Clashes have erupted in an immigrant neighbourhood in Sweden’s third largest city after an anti-Muslim protester set fire to the Koran, police have said.
Police in Malmo said they were pelted with rocks and dozens of cars were set on fire, including in an underground garage, describing the events that started on Sunday and lasted overnight as “a riot”.
The clashes started after an anti-Islam activist Salwan Momika burned a copy of the Koran and an angry mob tried to stop him while police, some of them in riot gear, detained at least three people.

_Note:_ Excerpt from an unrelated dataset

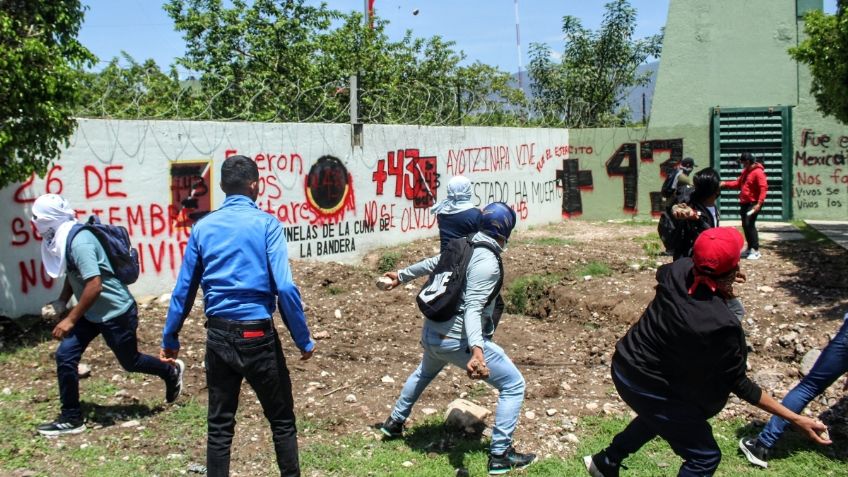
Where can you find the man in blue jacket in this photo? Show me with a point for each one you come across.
(238, 254)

Early on Monday, an angry crowd of mainly young people also set fire to tyres and debris, and some were seen throwing electric scooters, bicycles and barriers in Malmo’s Rosengard neighbourhood, which has seen similar clashes in the past. There were several banners relating to the Koran burning.
Senior police officer Petra Stenkula said: “I understand that a public gathering like this arouses strong emotions, but we cannot tolerate disturbances and violent expressions like those we saw on Sunday afternoon.

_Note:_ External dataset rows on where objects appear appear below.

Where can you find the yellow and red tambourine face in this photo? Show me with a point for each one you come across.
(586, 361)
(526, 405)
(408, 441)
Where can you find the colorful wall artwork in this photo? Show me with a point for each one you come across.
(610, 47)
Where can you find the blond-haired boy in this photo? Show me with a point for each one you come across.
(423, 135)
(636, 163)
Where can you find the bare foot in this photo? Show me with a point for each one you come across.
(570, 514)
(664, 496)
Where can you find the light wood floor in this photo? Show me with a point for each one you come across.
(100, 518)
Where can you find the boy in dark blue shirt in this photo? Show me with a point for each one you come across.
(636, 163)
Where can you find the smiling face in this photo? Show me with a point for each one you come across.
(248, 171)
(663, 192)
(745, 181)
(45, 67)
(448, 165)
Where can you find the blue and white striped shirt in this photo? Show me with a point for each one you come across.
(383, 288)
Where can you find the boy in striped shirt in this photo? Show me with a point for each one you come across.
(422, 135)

“It is extremely regrettable to once again see violence and vandalism at Rosengard.”
Speaking at a news conference, Swedish Prime Minister Ulf Kristersson said: “Regardless of the reason behind these riots, the car fires, the harassment, violence against police officers… regardless of the reason, I think that all Swedes find this completely unacceptable.”

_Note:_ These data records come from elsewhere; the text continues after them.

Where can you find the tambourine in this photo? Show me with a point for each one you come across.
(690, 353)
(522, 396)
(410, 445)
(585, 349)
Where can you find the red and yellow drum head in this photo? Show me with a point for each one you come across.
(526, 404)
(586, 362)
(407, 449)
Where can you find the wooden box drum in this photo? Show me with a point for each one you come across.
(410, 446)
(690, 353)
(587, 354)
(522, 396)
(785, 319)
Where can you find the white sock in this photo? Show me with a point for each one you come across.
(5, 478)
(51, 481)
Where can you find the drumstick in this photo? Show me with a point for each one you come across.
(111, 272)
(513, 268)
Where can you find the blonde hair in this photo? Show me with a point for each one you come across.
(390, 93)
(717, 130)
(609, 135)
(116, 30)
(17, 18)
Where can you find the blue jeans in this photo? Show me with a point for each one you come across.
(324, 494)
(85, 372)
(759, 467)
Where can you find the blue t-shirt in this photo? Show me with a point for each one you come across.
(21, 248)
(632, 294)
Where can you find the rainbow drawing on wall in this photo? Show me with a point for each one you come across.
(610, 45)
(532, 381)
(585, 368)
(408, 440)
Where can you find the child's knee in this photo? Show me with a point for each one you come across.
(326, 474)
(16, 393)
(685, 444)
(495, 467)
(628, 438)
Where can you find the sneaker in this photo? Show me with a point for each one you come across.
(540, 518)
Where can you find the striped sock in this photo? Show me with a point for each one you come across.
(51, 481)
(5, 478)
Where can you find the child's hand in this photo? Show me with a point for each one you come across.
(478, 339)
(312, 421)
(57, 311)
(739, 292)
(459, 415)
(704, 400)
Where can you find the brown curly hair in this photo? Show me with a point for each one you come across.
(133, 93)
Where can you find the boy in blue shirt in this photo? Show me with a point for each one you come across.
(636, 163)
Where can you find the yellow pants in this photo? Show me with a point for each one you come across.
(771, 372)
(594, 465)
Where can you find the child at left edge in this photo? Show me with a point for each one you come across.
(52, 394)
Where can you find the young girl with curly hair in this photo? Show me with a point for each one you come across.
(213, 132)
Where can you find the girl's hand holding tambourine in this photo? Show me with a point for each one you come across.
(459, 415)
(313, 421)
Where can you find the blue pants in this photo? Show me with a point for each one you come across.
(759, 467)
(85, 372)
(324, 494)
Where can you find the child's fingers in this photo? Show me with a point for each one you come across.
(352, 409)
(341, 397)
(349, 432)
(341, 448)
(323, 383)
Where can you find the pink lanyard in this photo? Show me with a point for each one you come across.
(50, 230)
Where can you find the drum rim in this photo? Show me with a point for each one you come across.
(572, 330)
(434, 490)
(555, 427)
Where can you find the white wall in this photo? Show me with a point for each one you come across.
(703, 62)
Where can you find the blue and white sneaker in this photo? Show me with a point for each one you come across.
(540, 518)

In the past months, Mr Momika, a refugee from Iraq, has desecrated the Koran in a series of anti-Islam protests mostly in Stockholm that have caused anger in many Muslim countries. Swedish police have allowed his actions, citing freedom of speech.
The Koran burnings have sparked angry protests in Muslim countries, attacks on Swedish diplomatic missions and threats from Islamic extremists. Muslim leaders in Sweden have called on the government to find ways to stop the Koran burnings.
Sweden dropped its last blasphemy laws in the 1970s and the government has said it has no intention to reintroduce them.
However, the government has announced an inquiry into legal possibilities for enabling police to reject permits for demonstrations over national security concerns.